Uber loss narrows as it hopes to rev shared rides

SAN FRANCISCO (AFP) – Uber on Wednesday reported that it narrowed its quarterly loss by selling its self-driving tech unit and said its pandemic-battered ride share business is starting to regain speed.

The San Francisco-based company said its net loss in the recently ended quarter shrank to USD108 million, with help from the sale of its automated driving unit for USD1.6 billion. A year ago, Uber’s loss was a staggering USD2.9 billion.

Overall bookings at the company grew 24 per cent to USD19.5 billion, driven by strong growth in its Uber Eats delivery unit.

The mobile unit that includes smartphone-summoned car rides saw gross bookings of USD6.8 billion, down some 38 per cent from the same period last year, the earnings report showed.

Overall bookings at Uber topped expectations, with ridership improving during the quarter, according to Chief Financial Officer Nelson Chai.

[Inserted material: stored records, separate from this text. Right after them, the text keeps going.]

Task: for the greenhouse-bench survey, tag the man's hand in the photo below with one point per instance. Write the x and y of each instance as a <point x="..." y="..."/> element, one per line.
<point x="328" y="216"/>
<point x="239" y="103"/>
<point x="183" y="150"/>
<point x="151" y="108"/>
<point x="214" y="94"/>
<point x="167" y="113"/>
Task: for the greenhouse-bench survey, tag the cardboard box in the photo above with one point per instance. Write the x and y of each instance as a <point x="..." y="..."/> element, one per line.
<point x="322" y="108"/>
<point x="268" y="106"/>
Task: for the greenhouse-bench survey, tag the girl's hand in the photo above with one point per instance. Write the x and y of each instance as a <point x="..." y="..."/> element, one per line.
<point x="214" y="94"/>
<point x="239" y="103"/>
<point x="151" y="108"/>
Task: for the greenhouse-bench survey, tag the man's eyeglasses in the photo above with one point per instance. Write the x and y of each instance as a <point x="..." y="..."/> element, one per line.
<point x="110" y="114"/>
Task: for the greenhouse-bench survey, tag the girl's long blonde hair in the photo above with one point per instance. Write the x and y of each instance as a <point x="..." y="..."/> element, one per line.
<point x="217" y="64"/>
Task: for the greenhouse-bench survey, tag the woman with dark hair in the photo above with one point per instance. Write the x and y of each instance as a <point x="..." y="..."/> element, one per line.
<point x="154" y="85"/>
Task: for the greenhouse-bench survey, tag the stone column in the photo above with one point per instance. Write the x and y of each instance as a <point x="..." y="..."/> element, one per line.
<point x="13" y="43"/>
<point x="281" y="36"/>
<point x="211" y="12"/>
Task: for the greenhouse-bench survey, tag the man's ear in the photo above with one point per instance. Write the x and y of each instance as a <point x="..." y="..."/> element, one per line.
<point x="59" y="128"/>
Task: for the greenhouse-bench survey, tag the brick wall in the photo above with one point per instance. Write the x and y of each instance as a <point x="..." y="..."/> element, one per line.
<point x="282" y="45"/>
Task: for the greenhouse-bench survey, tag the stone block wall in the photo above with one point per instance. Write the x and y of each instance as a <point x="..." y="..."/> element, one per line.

A traveller rides in the back of an Uber vehicle at Los Angeles International Airport in Los Angeles. PHOTO: AP

“Uber is starting to fire on all cylinders, as more consumers are riding with us again while continuing to use our expanding delivery offerings,” Uber Chief Executive Officer Dara Khosrowshahi said in the earnings release.

Uber shares dove more than four per cent in after-market trades that followed release of the earnings figures. “As we move out of the depths of the pandemic, Uber’s business is on a clear path to recovery,” said e-marketer analyst Eric Haggstrom.

“However, as countries emerge from lockdowns, consumer demand as well as driver supply are major for their delivery businesses.”

Last month, Uber said it was adding some USD250 million as a “stimulus” to help get more drivers on the road to meet growing demand for rides.

The sum will be used to boost United States (US)-based driver earnings, which are already higher than usual due to less competition from peers at the service, according to Uber.